To enable this evolution, oil companies need to embrace industry standards and to take advantage of emerging technology outside the industry. For instance, service-oriented architecture (SOA) is a flexible alternative to traditional hard connections between applications and their data sources. “SOA is a collection of connected services that communicate with one another,” the white paper states. “These services may communicate one-to-one, passing data back and forth, or may communicate among several services, which includes the ability to make applications that might use the services ‘aware’ of their existence.”

Cloud computing is another emerging technology that has obvious benefits for the complexity of upstream operations. Using the Internet to access data rather than warehousing data in large on-premise infrastructures saves money, ensures easier access, and still provides needed security.

Finally, social media technologies such as status updates, messages, blogs, and wikis can foster cross-discipline collaboration and better management of the upstream business environment.

Implementing MURA

While Microsoft is providing the blueprint for the architecture, oil companies have to implement the ideas. The white paper offers a few suggestions.

First of all, start small. The paper suggests picking a domain process such as well reviews and building the infrastructure, connectivity, and processes needed within an integrated, service-oriented environment.

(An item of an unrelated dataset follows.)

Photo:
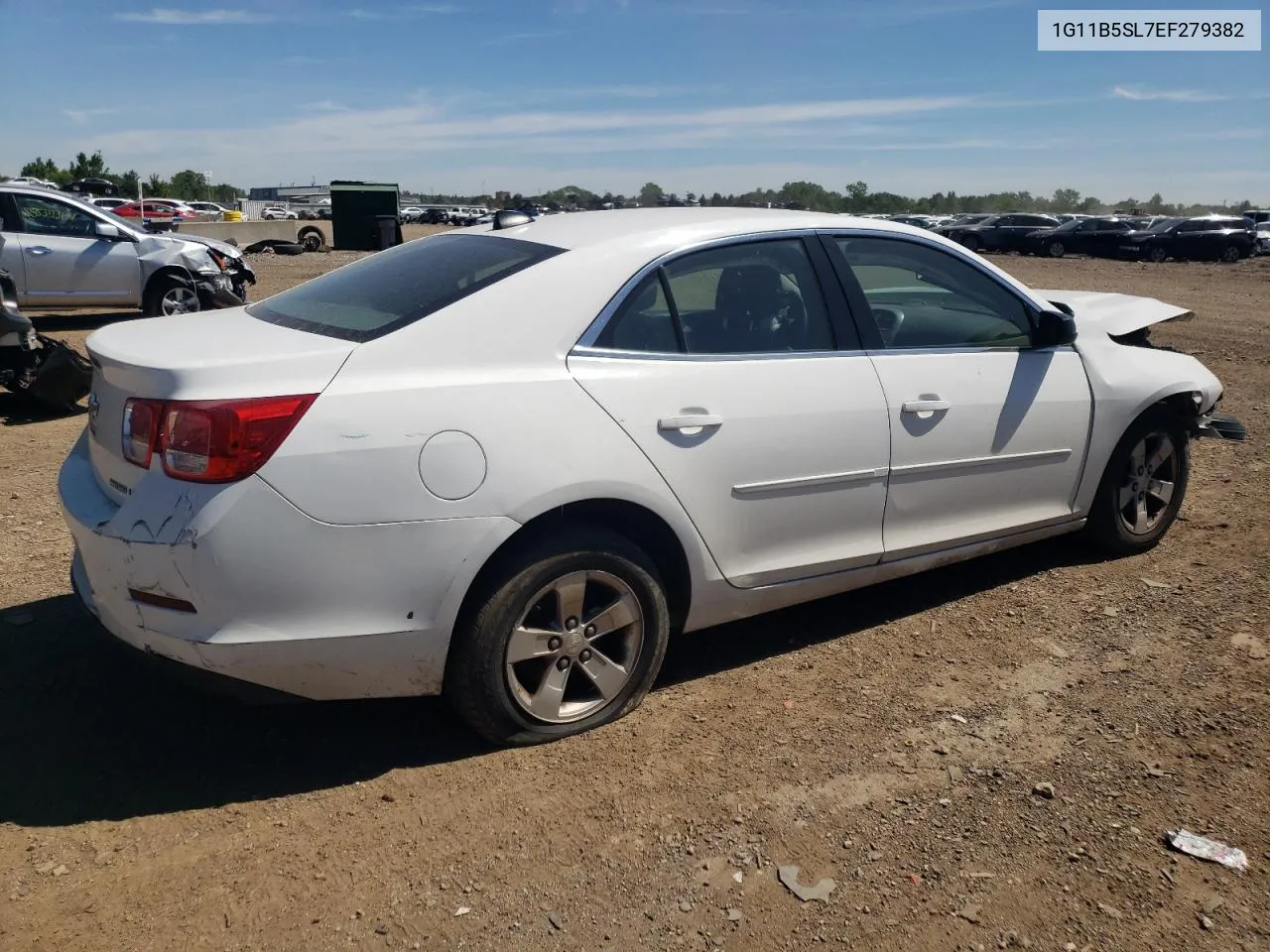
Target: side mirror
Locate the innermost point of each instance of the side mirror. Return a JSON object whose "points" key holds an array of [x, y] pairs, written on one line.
{"points": [[1055, 329]]}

The focus should be on business processes and building robust data management into those processes. “If a process includes data on a well to be drilled in the future, formulate a solution that transfers that updated information to any application that uses data on well counts, production volumes, or other relevant metrics,” the paper states. “If the process is exploration-focused, concentrate on the search, discovery, and collaboration aspects of the process to enable a robust discussion and consideration of the various insights and innovation each discipline, partner, or vendor brings to the dialog.”

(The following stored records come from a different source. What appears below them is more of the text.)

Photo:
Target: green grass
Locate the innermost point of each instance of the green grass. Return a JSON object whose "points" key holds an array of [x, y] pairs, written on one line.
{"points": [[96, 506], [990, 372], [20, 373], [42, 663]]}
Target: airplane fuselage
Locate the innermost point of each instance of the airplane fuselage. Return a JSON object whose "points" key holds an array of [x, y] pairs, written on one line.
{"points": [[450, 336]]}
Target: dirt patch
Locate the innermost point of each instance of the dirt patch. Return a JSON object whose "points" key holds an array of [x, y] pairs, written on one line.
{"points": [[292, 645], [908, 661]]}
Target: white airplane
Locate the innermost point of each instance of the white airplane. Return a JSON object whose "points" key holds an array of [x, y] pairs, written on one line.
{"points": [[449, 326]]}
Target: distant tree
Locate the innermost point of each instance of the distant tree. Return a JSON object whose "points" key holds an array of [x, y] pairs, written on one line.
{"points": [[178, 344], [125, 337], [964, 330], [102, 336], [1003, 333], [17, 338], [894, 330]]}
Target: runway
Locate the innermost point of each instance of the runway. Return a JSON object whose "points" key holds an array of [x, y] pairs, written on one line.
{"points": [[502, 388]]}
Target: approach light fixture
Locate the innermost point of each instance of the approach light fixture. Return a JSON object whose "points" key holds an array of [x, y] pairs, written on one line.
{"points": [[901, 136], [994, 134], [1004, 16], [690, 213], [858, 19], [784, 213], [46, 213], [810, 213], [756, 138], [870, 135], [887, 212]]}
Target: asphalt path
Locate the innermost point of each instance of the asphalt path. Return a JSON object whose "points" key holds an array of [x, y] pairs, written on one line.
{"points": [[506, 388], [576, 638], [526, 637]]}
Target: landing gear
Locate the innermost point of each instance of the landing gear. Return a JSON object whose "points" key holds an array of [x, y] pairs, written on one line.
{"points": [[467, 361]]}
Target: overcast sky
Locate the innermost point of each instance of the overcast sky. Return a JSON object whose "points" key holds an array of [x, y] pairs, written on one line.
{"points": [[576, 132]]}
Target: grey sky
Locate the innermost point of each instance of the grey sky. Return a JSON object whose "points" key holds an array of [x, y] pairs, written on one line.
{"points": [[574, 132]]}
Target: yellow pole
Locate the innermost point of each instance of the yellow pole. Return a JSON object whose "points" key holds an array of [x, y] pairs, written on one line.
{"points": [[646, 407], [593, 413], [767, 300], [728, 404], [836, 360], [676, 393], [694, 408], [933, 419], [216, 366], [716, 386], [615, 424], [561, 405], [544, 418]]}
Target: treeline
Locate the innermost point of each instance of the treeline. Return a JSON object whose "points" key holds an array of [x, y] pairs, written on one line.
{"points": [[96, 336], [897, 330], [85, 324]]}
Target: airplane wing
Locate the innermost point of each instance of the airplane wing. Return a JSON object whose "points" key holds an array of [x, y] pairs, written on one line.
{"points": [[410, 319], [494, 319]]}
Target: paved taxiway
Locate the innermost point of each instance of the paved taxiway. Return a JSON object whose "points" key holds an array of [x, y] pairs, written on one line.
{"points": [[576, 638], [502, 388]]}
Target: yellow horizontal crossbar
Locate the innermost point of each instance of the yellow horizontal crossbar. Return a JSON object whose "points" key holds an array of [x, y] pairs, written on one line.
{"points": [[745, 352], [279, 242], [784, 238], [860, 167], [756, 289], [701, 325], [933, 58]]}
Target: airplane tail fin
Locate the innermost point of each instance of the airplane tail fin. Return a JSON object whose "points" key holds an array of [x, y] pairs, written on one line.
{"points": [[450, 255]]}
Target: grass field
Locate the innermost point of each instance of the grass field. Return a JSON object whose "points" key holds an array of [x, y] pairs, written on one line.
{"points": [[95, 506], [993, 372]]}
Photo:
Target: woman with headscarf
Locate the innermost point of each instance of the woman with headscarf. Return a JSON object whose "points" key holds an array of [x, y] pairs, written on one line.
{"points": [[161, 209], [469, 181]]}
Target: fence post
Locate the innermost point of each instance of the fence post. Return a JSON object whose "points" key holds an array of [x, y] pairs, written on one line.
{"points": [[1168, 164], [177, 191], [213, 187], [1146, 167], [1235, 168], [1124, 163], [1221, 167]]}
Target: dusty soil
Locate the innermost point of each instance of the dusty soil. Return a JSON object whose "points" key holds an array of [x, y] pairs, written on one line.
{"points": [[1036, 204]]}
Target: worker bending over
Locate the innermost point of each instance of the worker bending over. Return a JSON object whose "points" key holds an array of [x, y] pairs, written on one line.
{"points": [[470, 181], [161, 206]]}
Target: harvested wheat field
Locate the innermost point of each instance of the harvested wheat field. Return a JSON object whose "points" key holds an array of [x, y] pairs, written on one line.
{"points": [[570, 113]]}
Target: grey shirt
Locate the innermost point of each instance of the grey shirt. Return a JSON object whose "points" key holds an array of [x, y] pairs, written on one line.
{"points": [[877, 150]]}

The conceptual illustration of MURA is based on a service-oriented computing environment that encompasses the integration of domain applications, business productivity tools, and back office applications.

Also, data models should present information in ways that engineers and geoscientists understand.

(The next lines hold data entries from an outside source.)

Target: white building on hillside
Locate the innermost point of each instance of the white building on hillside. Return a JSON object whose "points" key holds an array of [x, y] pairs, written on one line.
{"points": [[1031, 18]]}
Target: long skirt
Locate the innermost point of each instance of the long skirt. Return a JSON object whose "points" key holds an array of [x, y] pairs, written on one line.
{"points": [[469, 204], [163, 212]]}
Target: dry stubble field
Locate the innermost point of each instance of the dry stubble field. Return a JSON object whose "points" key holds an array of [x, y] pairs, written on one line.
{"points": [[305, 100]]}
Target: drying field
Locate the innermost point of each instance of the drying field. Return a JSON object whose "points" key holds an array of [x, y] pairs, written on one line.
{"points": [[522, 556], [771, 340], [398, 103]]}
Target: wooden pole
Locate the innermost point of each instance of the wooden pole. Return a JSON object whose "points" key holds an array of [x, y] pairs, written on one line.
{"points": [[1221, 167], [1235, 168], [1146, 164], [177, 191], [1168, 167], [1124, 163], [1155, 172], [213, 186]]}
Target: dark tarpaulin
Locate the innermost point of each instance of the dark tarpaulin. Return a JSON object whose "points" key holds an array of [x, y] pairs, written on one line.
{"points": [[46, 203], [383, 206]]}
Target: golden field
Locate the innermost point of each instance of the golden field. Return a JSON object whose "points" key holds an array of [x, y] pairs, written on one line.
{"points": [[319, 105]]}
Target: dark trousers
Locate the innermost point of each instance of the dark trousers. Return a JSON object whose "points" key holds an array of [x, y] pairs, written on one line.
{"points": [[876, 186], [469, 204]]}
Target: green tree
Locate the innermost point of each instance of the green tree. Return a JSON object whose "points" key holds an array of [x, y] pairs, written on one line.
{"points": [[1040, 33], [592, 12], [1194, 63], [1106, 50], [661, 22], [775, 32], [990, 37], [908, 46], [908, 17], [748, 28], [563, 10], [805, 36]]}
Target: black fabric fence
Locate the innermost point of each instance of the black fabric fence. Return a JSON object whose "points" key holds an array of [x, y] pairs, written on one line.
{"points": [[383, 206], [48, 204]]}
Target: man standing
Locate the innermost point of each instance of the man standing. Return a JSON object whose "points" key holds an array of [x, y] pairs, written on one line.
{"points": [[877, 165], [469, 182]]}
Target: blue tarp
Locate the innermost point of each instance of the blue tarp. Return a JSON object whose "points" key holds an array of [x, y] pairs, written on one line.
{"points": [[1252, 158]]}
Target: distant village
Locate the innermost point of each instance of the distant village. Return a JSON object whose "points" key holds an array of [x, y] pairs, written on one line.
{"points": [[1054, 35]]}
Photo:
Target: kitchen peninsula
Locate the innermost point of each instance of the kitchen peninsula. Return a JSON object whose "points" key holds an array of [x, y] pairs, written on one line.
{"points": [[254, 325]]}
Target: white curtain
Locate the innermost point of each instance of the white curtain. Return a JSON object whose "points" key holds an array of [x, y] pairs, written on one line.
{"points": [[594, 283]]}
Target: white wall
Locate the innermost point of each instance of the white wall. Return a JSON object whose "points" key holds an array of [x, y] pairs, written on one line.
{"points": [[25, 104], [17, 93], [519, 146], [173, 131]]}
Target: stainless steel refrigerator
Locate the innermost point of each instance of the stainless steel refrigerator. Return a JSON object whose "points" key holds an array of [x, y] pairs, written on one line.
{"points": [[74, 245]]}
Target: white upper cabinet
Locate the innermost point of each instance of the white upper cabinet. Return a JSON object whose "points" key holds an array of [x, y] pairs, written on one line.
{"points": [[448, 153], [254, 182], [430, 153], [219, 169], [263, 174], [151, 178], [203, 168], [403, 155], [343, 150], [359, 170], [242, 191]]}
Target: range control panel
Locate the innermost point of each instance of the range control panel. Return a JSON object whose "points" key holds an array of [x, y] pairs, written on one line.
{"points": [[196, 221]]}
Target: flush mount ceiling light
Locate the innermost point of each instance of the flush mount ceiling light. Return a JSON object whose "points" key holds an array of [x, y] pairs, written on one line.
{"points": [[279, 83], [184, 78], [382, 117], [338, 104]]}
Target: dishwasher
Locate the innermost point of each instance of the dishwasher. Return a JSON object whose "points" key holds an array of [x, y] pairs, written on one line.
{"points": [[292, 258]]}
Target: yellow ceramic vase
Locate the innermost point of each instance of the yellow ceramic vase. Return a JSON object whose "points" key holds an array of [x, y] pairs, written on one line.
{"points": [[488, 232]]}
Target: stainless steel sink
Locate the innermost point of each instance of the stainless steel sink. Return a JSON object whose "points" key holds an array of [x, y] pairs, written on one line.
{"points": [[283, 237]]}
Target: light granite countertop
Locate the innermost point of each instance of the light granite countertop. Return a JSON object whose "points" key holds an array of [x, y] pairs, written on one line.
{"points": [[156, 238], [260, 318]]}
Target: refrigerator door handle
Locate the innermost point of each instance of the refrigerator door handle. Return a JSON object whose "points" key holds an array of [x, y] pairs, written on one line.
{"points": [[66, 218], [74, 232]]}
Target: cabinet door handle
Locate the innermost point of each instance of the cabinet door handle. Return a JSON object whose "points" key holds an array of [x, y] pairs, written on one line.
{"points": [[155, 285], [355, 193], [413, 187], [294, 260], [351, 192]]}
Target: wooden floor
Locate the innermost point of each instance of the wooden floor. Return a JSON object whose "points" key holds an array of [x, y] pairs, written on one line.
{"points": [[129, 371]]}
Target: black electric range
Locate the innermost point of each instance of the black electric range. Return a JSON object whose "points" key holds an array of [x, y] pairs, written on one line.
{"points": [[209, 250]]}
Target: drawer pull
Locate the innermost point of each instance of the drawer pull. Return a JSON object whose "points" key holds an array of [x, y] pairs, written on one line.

Finally, companies should maintain a “system of record” for data. “It makes little sense to create additional databases or to gather all data into a temporary data warehouse to support daily work processes,” the paper states. “Rather, seek to establish an integrated, service-oriented data model that recognizes where information is stored, easily accesses needed data, and serves up that information efficiently to systems, employees, and managers. Create data warehouses only when they can deliver and improve the speed and performance of the end-user experience.”

The future of MURA

Nguyen said the hope is that software vendors will embrace this approach and develop products that cater to the plug-and-play approach. “We see a strong need for vendors to deliver their solutions so that they can be plugged in to these integrated solutions with minimal effort on the customer’s side,” he said. Microsoft refers to this as a “composite user interface.” Nguyen said the company is implementing demonstrations using commercial products. Already companies like Esri and PointCross are implementing these ideas.

“Our guidance is on providing specific instructions on how to build these components so that a vendor can package its products such that a customer can just purchase them and implement them,” he said.

Instead of requiring in-house developers to integrate the new programs, they can simply be dragged and dropped into the existing infrastructure. “There’s no programming involved, and there’s no coding,” Nguyen said. “It’s just like how you would compose a document in Word. Now you’re composing your applications.

“Having all of these parties involved with us in the initiative has really helped the approach.”